The above description is only exemplary of the present invention and should not be taken as limiting the scope of the present invention, as any modifications, equivalents, improvements and the like made within the spirit and principles of the present invention are intended to be included within the scope of the present invention.

Claims (7)

1. The utility model provides a continuous emission monitoring system of flue gas, includes that sampling probe (1), dust appearance (2), warm and pressure flow detector (3), hygrometer (4), air compressor (5) and analysis rack (6) constitute, its characterized in that: one end of the sampling probe (1) is communicated with the analysis cabinet (6) through a heat tracing pipeline, the temperature and pressure flow detector (3) and the hygronom (4) are connected with the analysis cabinet (6) through heat tracing pipelines, the hygrograph (4) is connected with the analysis cabinet (6), one end of the air compressor (5) is connected with the sampling probe (1) and the temperature-pressure flow detector (3) through a heat tracing pipeline, the bottom of the inside of the analysis cabinet (6) is fixedly connected with a nitrogen oxide converter (8), a standard gas flowmeter (7) is arranged at the central part inside the analysis cabinet (6), the inner bottom of the analysis cabinet (6) is fixedly connected with an industrial personal computer (9), a flue gas analyzer (10) is arranged inside the analysis cabinet (6), and one end of the flue gas analyzer (10) is connected with a standard gas (11).
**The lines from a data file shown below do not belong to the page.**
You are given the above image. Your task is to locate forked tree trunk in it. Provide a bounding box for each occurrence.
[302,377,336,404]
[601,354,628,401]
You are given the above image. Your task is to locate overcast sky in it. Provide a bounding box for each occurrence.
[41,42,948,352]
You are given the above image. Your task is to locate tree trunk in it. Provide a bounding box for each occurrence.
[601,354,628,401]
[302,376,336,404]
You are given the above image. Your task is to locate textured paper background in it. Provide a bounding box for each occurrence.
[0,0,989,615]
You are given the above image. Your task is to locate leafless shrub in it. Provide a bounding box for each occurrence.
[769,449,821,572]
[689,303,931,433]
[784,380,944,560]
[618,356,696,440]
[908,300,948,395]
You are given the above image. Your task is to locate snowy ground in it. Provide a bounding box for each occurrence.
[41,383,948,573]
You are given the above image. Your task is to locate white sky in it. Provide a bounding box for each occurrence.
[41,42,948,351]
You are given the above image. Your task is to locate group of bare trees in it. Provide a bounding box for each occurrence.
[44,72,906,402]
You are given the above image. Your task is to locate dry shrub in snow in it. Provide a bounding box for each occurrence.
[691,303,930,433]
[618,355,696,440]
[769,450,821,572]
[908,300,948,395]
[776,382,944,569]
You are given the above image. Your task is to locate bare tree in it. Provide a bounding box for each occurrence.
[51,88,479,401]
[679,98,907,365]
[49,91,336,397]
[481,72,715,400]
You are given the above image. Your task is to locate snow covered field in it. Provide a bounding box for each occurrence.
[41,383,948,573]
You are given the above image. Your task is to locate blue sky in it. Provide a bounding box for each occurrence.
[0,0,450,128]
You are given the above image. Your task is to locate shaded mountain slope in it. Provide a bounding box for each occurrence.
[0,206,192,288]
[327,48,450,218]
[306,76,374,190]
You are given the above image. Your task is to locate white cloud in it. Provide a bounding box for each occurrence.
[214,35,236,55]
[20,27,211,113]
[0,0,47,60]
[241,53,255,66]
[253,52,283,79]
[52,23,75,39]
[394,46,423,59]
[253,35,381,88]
2. The continuous fume emission monitoring system as claimed in claim 1, wherein: the structure of sampling probe (1) is electrical heating probe, the inside of sampling probe (1) is provided with ceramic or stainless steel filter core.

3. The continuous fume emission monitoring system as claimed in claim 1, wherein: the internal structure of the temperature and pressure flow detector (3) mainly comprises a micro differential pressure transmitter, a static pressure sensor, a thermal resistor, a pitot tube, a control unit, a back flushing unit, a display unit, a data transmission unit and the like.

4. The continuous fume emission monitoring system as claimed in claim 1, wherein: the hygrograph (4) adopts a ceramic humidity sensing technology, and the high temperature resistance of the hygrograph (4) is 0-650 ℃.

5. The continuous fume emission monitoring system as claimed in claim 1, wherein: the dust meter (2) is based on the back scattering principle of smoke dust particles, and the dust meter (2) is used for carrying out online continuous measurement on fixed pollution source particle pollutants.

6. The continuous fume emission monitoring system as claimed in claim 1, wherein: the light source of the flue gas analyzer (10) adopts a pulse xenon lamp, the detector of the flue gas analyzer (10) is connected with the gas chamber optical fiber, and the flue gas analyzer (10) adopts an ultraviolet absorption spectrum gas analysis technology and a chemometrics algorithm.

7. The continuous fume emission monitoring system as claimed in claim 1, wherein: the sampling probe (1), the dust meter (2), the temperature and pressure flow detector (3), the humidity meter (4), the air compressor (5) and the analysis cabinet (6) are mutually connected by adopting a heat tracing sampling composite pipe, the heat tracing sampling composite pipe is formed by parallelly laying a special self-temperature-limiting electric heating belt and various electric wires by a corrosion-resistant high-performance fluororesin guide pipe, additionally arranging a special glass fiber heat-insulating layer and finally compounding the special self-temperature-limiting electric heating belt and various electric wires by using extruded polyethylene or polyvinyl chloride as a protective jacket.